Macau is considered the biggest gambling attraction in the world and is home to just about every casino and brand in the world.
Macau which is an hour away from Hong Kong and mainland China overtook Las Vegas in revenues a number of years ago and makes nearly 60% of its revenue from high stake games and high profile players.
Apart from attracting professional poker players and tourists from across the globe, Macau receives a steady flow of mainland Chinese residents who cross the border to play at the casinos and relax. The recent pro-democratic protests in Hong Kong have posted numerous security challenges and most of mainland China prefers to stay away due to security threats.
Francis Tam, the Secretary for Economy and Finance in Macau recently confirmed that total casino revenue dropped by as much as 12% in September, bringing down total cash revenues to $3.2 billion. The decline in Macau casino revenue started in June 2014 and since then Macau casinos have not been able to arrest the decline.
While the protests in Hong Kong also referred to as the ‘Umbrella Revoultion‘ have contributed to the decline in September, there are other factors that have resulted in dip in Macau casinos revenue. Chinese President Xi Jinping’s launched a campaign to clean up China and the authorities are focusing on black money. A number of wealthy Chinese nationals love to gamble at Macau and spend their money freely but this crackdown has caused to be cautious and lie low for now.

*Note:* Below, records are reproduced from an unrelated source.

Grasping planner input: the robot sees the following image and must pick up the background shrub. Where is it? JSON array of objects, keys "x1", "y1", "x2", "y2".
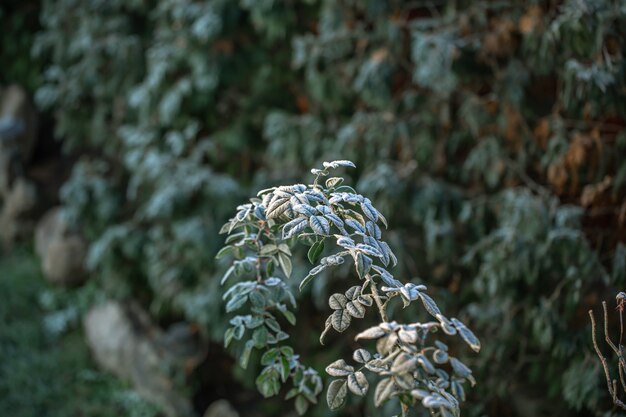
[{"x1": 2, "y1": 0, "x2": 626, "y2": 416}]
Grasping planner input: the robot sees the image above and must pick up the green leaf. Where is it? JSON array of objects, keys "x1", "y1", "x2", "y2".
[
  {"x1": 374, "y1": 378, "x2": 396, "y2": 407},
  {"x1": 326, "y1": 379, "x2": 348, "y2": 410},
  {"x1": 224, "y1": 327, "x2": 235, "y2": 348},
  {"x1": 256, "y1": 366, "x2": 280, "y2": 398},
  {"x1": 279, "y1": 356, "x2": 290, "y2": 382},
  {"x1": 278, "y1": 252, "x2": 291, "y2": 278},
  {"x1": 239, "y1": 340, "x2": 254, "y2": 369},
  {"x1": 261, "y1": 348, "x2": 280, "y2": 366},
  {"x1": 348, "y1": 371, "x2": 369, "y2": 397},
  {"x1": 295, "y1": 395, "x2": 309, "y2": 415},
  {"x1": 215, "y1": 245, "x2": 235, "y2": 259},
  {"x1": 252, "y1": 326, "x2": 268, "y2": 349},
  {"x1": 307, "y1": 239, "x2": 324, "y2": 265},
  {"x1": 220, "y1": 265, "x2": 235, "y2": 285},
  {"x1": 281, "y1": 310, "x2": 296, "y2": 326}
]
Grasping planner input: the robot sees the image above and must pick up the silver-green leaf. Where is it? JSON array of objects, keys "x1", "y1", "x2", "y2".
[
  {"x1": 326, "y1": 379, "x2": 348, "y2": 410},
  {"x1": 348, "y1": 371, "x2": 369, "y2": 397}
]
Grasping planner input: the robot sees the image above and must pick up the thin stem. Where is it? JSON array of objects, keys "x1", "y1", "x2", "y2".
[
  {"x1": 366, "y1": 274, "x2": 389, "y2": 323},
  {"x1": 589, "y1": 303, "x2": 626, "y2": 410}
]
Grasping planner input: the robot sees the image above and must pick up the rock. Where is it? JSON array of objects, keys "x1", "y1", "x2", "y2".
[
  {"x1": 35, "y1": 207, "x2": 88, "y2": 286},
  {"x1": 43, "y1": 235, "x2": 87, "y2": 286},
  {"x1": 84, "y1": 301, "x2": 206, "y2": 417},
  {"x1": 35, "y1": 207, "x2": 68, "y2": 259},
  {"x1": 0, "y1": 178, "x2": 37, "y2": 246},
  {"x1": 0, "y1": 85, "x2": 37, "y2": 163},
  {"x1": 204, "y1": 400, "x2": 239, "y2": 417}
]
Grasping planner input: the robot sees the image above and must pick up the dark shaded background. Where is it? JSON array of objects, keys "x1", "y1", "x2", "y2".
[{"x1": 0, "y1": 0, "x2": 626, "y2": 417}]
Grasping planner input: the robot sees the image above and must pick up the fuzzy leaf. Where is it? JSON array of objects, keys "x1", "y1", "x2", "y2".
[
  {"x1": 326, "y1": 379, "x2": 348, "y2": 410},
  {"x1": 355, "y1": 252, "x2": 372, "y2": 279},
  {"x1": 346, "y1": 301, "x2": 365, "y2": 319},
  {"x1": 328, "y1": 293, "x2": 348, "y2": 310},
  {"x1": 309, "y1": 216, "x2": 330, "y2": 235},
  {"x1": 278, "y1": 252, "x2": 292, "y2": 278},
  {"x1": 354, "y1": 326, "x2": 387, "y2": 340},
  {"x1": 391, "y1": 353, "x2": 417, "y2": 374},
  {"x1": 418, "y1": 292, "x2": 441, "y2": 318},
  {"x1": 326, "y1": 359, "x2": 354, "y2": 377},
  {"x1": 265, "y1": 197, "x2": 291, "y2": 219},
  {"x1": 374, "y1": 378, "x2": 396, "y2": 407},
  {"x1": 452, "y1": 318, "x2": 480, "y2": 352},
  {"x1": 352, "y1": 349, "x2": 372, "y2": 363},
  {"x1": 348, "y1": 371, "x2": 369, "y2": 397},
  {"x1": 361, "y1": 198, "x2": 378, "y2": 222},
  {"x1": 307, "y1": 239, "x2": 324, "y2": 264},
  {"x1": 331, "y1": 310, "x2": 352, "y2": 333},
  {"x1": 322, "y1": 159, "x2": 356, "y2": 168}
]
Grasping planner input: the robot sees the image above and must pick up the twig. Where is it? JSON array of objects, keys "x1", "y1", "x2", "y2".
[{"x1": 589, "y1": 302, "x2": 626, "y2": 411}]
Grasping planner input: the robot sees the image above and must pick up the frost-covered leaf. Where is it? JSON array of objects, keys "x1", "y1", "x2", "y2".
[
  {"x1": 326, "y1": 359, "x2": 354, "y2": 377},
  {"x1": 354, "y1": 326, "x2": 387, "y2": 340},
  {"x1": 361, "y1": 198, "x2": 378, "y2": 222},
  {"x1": 293, "y1": 204, "x2": 317, "y2": 217},
  {"x1": 346, "y1": 301, "x2": 365, "y2": 319},
  {"x1": 422, "y1": 393, "x2": 452, "y2": 409},
  {"x1": 335, "y1": 235, "x2": 356, "y2": 249},
  {"x1": 283, "y1": 217, "x2": 309, "y2": 239},
  {"x1": 374, "y1": 378, "x2": 396, "y2": 407},
  {"x1": 355, "y1": 252, "x2": 373, "y2": 279},
  {"x1": 278, "y1": 252, "x2": 292, "y2": 278},
  {"x1": 451, "y1": 318, "x2": 480, "y2": 352},
  {"x1": 307, "y1": 239, "x2": 324, "y2": 264},
  {"x1": 352, "y1": 349, "x2": 372, "y2": 363},
  {"x1": 433, "y1": 349, "x2": 449, "y2": 365},
  {"x1": 322, "y1": 159, "x2": 356, "y2": 168},
  {"x1": 398, "y1": 328, "x2": 417, "y2": 344},
  {"x1": 326, "y1": 177, "x2": 343, "y2": 188},
  {"x1": 309, "y1": 216, "x2": 330, "y2": 235},
  {"x1": 326, "y1": 379, "x2": 348, "y2": 410},
  {"x1": 328, "y1": 293, "x2": 348, "y2": 310},
  {"x1": 391, "y1": 353, "x2": 417, "y2": 374},
  {"x1": 345, "y1": 219, "x2": 365, "y2": 233},
  {"x1": 417, "y1": 353, "x2": 436, "y2": 374},
  {"x1": 356, "y1": 294, "x2": 374, "y2": 307},
  {"x1": 356, "y1": 243, "x2": 382, "y2": 258},
  {"x1": 331, "y1": 310, "x2": 352, "y2": 333},
  {"x1": 418, "y1": 292, "x2": 441, "y2": 318},
  {"x1": 348, "y1": 371, "x2": 369, "y2": 397},
  {"x1": 450, "y1": 358, "x2": 472, "y2": 378},
  {"x1": 265, "y1": 197, "x2": 291, "y2": 219}
]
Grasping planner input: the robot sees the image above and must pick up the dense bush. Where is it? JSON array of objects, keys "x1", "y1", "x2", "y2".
[{"x1": 23, "y1": 0, "x2": 626, "y2": 416}]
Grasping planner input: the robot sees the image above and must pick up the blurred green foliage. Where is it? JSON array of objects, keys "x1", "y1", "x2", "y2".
[{"x1": 3, "y1": 0, "x2": 626, "y2": 416}]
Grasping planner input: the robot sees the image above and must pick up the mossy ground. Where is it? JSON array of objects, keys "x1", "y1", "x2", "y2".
[{"x1": 0, "y1": 249, "x2": 159, "y2": 417}]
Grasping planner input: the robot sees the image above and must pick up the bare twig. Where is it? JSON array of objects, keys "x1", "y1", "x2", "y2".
[{"x1": 589, "y1": 302, "x2": 626, "y2": 411}]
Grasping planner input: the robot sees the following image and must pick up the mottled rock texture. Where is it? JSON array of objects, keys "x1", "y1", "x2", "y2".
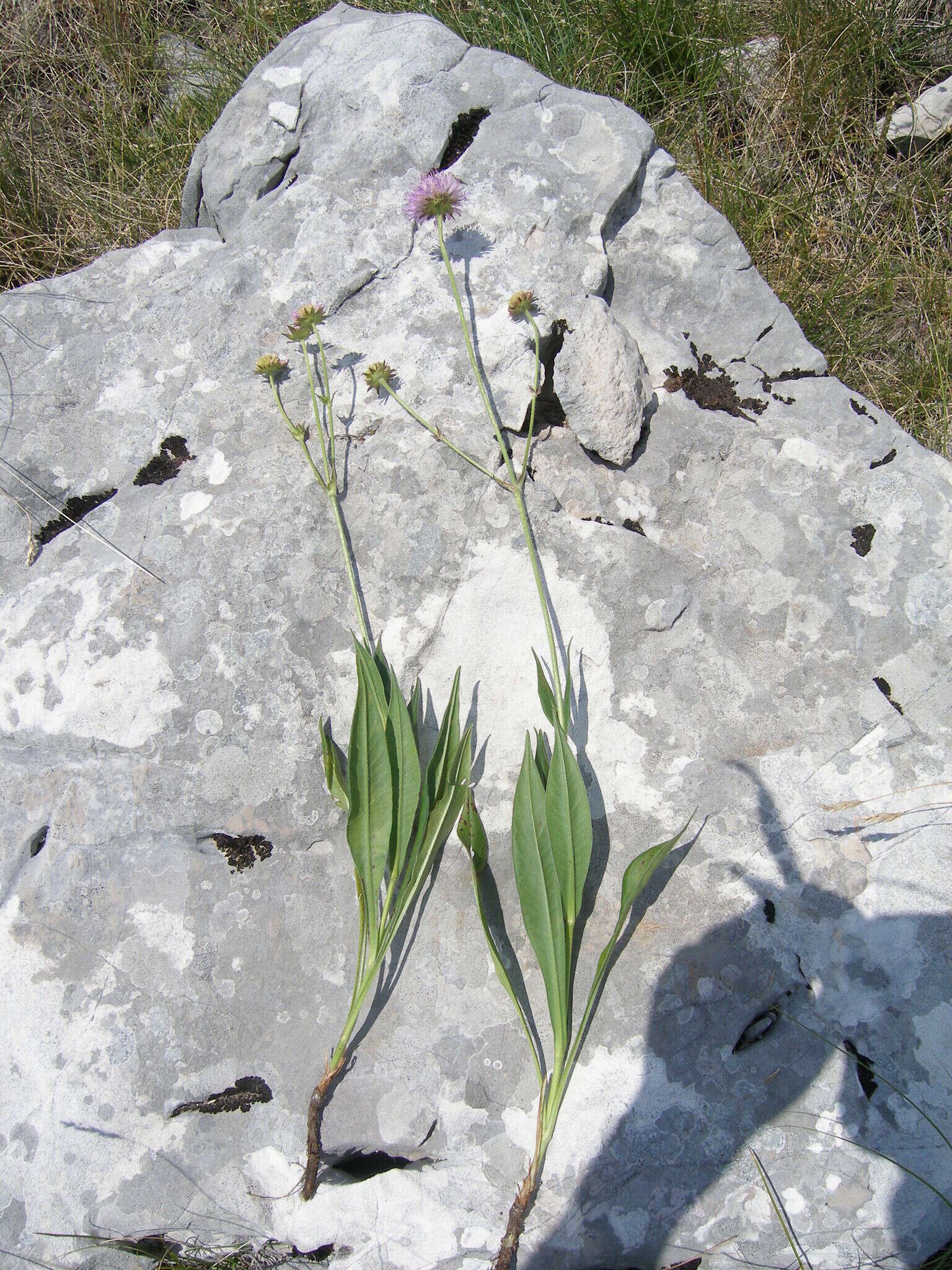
[
  {"x1": 0, "y1": 6, "x2": 952, "y2": 1270},
  {"x1": 553, "y1": 296, "x2": 654, "y2": 468}
]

Macau has also reduced the length of the tourist visa for Chinese nationals bringing it down to 5 days from the initial 7. The recent ban on smoking has also not gone down well with most gamblers who visit Macau as they are used to the liberal laws that allowed them to visit Macau and do as they please.
From the 1st to the 7th of October, mainland China goes on vacation due to a long national holiday and a number of Chinese nationals go to Macau to gamble. The protests and safety issues will ensure that Macau gets limited visitors in October which will most likely result in another month of low revenues.